Crédits : CharlVera/pixabay

Des astronomes ont mesuré la température de l’univers 880 millions d’années après le Big Bang. Ces analyses ont été possibles grâce à la présence d’un nuage d’eau lointain qui a pu absorber une partie de la lumière du fond diffus cosmologique (CMB) il y a environ 12,9 milliards d’années.

Et la lumière fut

Il y a environ 13,8 milliards d’années, l’univers était rempli d’un plasma de rayonnement et de particules élémentaires bouillonnant. Déjà à cette époque, le cosmos était en expansion, sa densité diminuant rapidement avec le temps. Selon les lois de la thermodynamique, une telle diminution de densité entraîna alors une diminution de température. Le rayonnement thermique se refroidit également dans la mesure où les photons qui traversent le plasma devinrent de moins en moins énergétiques.

Après quelques centaines de milliers d’années, ce plasma s’est suffisamment refroidi pour que des atomes se forment sans que leurs électrons ne soient systématiquement expulsés (ionisation). Au bout de 380 000 ans, presque tous les noyaux atomiques (principalement de l’hydrogène) s’étaient alors combinés avec des électrons pour former des atomes électriquement neutres. À partir de ce moment, le rayonnement thermique restant a pu se propager dans l’espace sans encombre. À cet instant, l’univers autrefois sombre devint lumière.

De nos jours, les astronomes sont capables de voir et de mesurer cette lumière marquant la fin de la phase chaude du Big Bang. Ce type d’analyses fournit alors des informations précieuses sur l’univers primitif.

Le lien entre expansion et température

Depuis le moment où le rayonnement de fond cosmique a été libéré jusqu’à aujourd’hui, l’univers s’est agrandi d’un facteur d’environ 1100. Le rayonnement de fond cosmique, qui était à l’origine à une température d’environ 3000 Kelvin, s’est aussi refroidi. De nos jours, il atteint la Terre principalement sous la forme d’un rayonnement micro-ondes à faible énergie.

Ce lien entre l’expansion de notre univers et la température du CMB signifie qu’au fil du temps, le rayonnement de fond cosmique transporte des informations. Si nous pouvions mesurer la température du CMB à différents moments de l’histoire cosmique, nous pourrions alors être capables de reconstituer comment l’univers s’est étendu au fil du temps. Or, cette chronologie est importante, car elle est directement liée à l’une des grandes inconnues de la cosmologie moderne : l’énergie noire. Pour rappel, il s’agirait d’une force opposée à la gravité responsable de l’accélération de l’expansion de l’univers.

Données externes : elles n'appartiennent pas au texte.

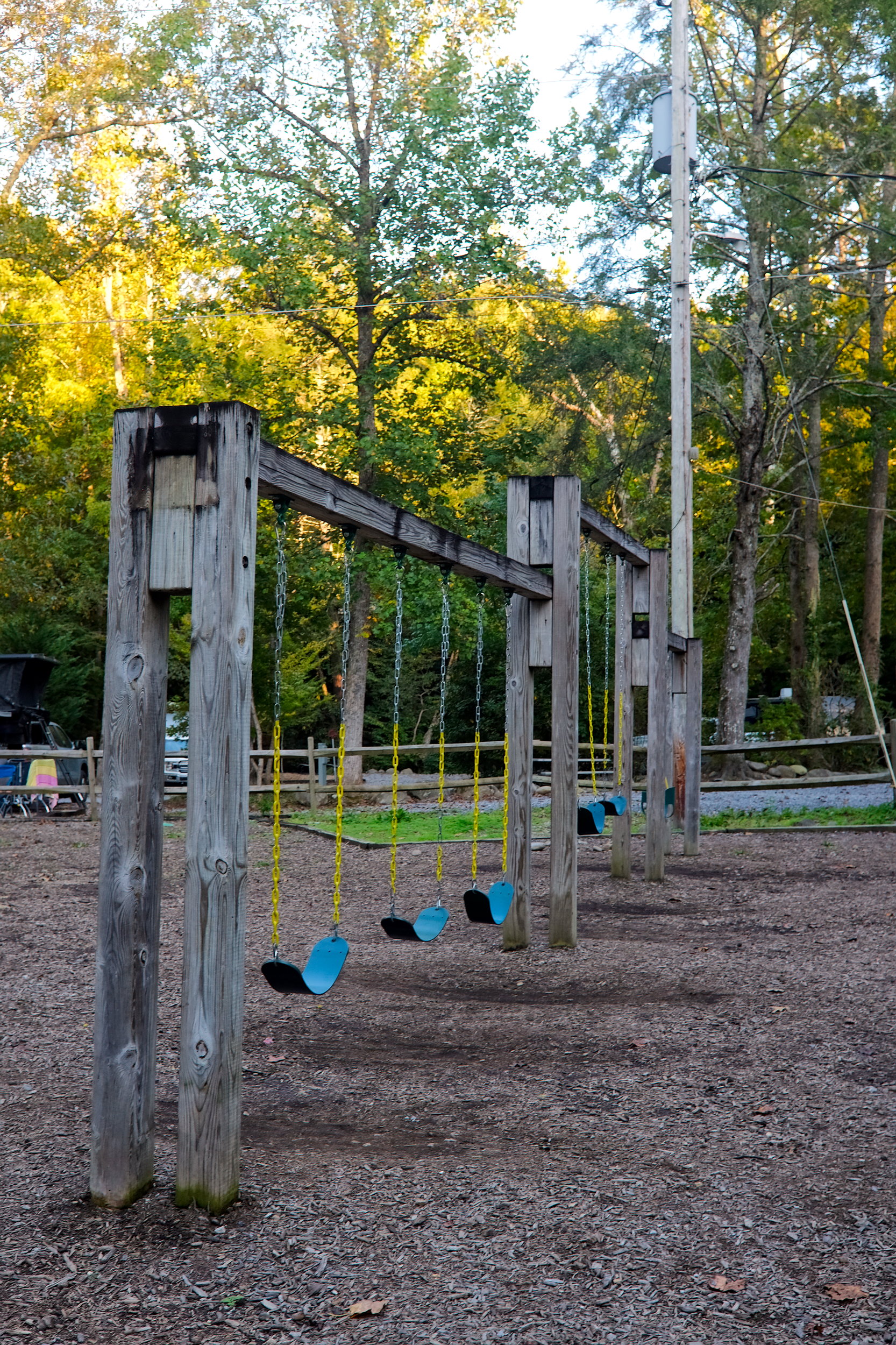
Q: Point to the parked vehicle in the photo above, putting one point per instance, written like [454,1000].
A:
[176,749]
[26,727]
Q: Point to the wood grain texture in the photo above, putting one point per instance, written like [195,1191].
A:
[517,927]
[693,735]
[541,532]
[623,721]
[564,716]
[133,727]
[217,809]
[312,781]
[619,542]
[328,498]
[658,709]
[171,548]
[540,625]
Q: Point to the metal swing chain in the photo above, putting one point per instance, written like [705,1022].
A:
[588,669]
[606,657]
[481,617]
[505,814]
[341,759]
[443,686]
[393,840]
[280,608]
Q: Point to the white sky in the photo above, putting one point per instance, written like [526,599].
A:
[546,37]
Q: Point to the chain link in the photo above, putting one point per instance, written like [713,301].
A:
[280,610]
[505,813]
[481,618]
[393,840]
[586,567]
[341,756]
[606,655]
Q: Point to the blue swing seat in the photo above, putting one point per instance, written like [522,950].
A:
[490,907]
[589,819]
[670,801]
[321,974]
[427,927]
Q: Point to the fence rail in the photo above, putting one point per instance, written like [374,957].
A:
[312,787]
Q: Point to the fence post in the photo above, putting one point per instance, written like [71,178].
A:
[224,569]
[693,740]
[312,783]
[92,782]
[131,834]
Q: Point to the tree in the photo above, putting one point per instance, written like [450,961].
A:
[374,167]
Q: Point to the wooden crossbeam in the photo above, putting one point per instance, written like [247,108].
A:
[333,501]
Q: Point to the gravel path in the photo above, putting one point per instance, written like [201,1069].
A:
[830,797]
[535,1149]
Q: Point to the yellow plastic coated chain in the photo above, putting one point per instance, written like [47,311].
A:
[341,791]
[506,808]
[393,838]
[475,852]
[275,862]
[442,797]
[591,738]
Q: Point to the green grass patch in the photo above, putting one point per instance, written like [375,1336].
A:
[875,814]
[374,825]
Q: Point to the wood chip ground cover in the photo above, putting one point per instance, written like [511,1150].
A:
[473,1137]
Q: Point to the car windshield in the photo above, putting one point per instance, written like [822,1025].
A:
[60,736]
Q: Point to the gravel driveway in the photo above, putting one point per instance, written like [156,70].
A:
[540,1149]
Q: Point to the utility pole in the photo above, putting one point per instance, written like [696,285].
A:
[682,487]
[674,152]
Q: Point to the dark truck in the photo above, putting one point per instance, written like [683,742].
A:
[25,725]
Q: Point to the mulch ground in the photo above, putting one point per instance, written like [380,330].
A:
[525,1148]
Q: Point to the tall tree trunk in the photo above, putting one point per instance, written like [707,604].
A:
[744,544]
[117,359]
[805,588]
[750,436]
[880,427]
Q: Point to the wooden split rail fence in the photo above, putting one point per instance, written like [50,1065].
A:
[314,790]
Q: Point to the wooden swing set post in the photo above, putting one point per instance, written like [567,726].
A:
[130,897]
[184,486]
[517,927]
[623,720]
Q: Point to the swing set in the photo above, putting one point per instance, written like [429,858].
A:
[329,955]
[183,517]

Une mesure directe de températures pourrait alors montrer si ce lien direct entre l’expansion de notre univers et le refroidissement du CMB peut effectivement tenir. Une comparaison avec une autre mesure de l’expansion cosmique pourrait également exclure certaines propositions plus exotiques sur la nature de l’énergie noire. Cependant, mesurer la température du CMB à différents moments de l’histoire cosmique n’est pas une mince affaire.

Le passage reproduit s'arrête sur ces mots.